The AMA has stated that ICD-10 will hinder providers’ ability to care for patients, but if physicians properly document the diagnoses important to each patient's care, the appropriate codes won't be that much more difficult to assign than in ICD-9-CM.
 
Nearly half of the additional codes are related to laterality, which providers should already be documenting. If the AMA thought this information was too burdensome for providers to document or useless for patient care and data, why would it include modifiers for laterality in its CPT® codes?
 
The greatest impediment to provider ICD-10 preparedness isn't the number of codes, it's the fear of wasting time due to another delay.
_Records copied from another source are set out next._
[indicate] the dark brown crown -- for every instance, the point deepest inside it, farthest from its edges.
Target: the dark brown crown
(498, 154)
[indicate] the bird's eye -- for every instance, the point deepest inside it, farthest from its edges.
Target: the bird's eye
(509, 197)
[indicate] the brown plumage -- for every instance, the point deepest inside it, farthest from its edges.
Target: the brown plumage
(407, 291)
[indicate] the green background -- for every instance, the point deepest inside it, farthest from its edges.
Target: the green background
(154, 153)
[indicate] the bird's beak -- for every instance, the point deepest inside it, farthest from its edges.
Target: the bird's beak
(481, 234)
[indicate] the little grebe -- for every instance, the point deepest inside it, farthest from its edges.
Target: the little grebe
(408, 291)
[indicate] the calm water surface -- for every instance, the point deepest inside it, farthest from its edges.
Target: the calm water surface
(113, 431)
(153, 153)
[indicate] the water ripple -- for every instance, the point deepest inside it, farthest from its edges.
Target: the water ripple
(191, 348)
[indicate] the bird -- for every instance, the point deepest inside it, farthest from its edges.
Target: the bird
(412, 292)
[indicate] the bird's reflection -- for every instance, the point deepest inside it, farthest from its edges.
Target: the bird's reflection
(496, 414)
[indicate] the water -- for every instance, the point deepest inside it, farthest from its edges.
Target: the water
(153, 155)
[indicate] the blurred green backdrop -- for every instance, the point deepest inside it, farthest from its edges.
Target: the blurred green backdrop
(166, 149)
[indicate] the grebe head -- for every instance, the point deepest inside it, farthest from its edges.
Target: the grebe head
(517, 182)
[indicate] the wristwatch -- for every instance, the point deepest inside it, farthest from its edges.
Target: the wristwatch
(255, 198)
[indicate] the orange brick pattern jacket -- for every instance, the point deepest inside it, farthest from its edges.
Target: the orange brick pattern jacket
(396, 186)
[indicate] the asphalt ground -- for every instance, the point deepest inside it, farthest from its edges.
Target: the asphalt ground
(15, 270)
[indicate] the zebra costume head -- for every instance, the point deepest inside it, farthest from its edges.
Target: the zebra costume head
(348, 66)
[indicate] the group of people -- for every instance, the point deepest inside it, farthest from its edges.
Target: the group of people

A grace period with a blanket, ill-defined exemption for errors and mistakes is only going to convince providers they don't need to prepare for ICD-10.
 
If specificity is truly the problem for the AMA, why is it supporting such a radical resolution? A bill already exists in Congress that would allow an 18-month safe harbor during which providers wouldn't be denied payment for unspecified codes. The bill also calls for expanded end-to-end testing to allow providers to ensure their vendors and clearinghouses are properly prepared. 
 
The AMA's mischaracterization of ICD-10 isn't new, but its latest resolution goes several steps too far when a far more realistic bill was already on the table. By throwing its support behind new legislation, the organization reduces the chance any single bill has of gaining enough support to pass.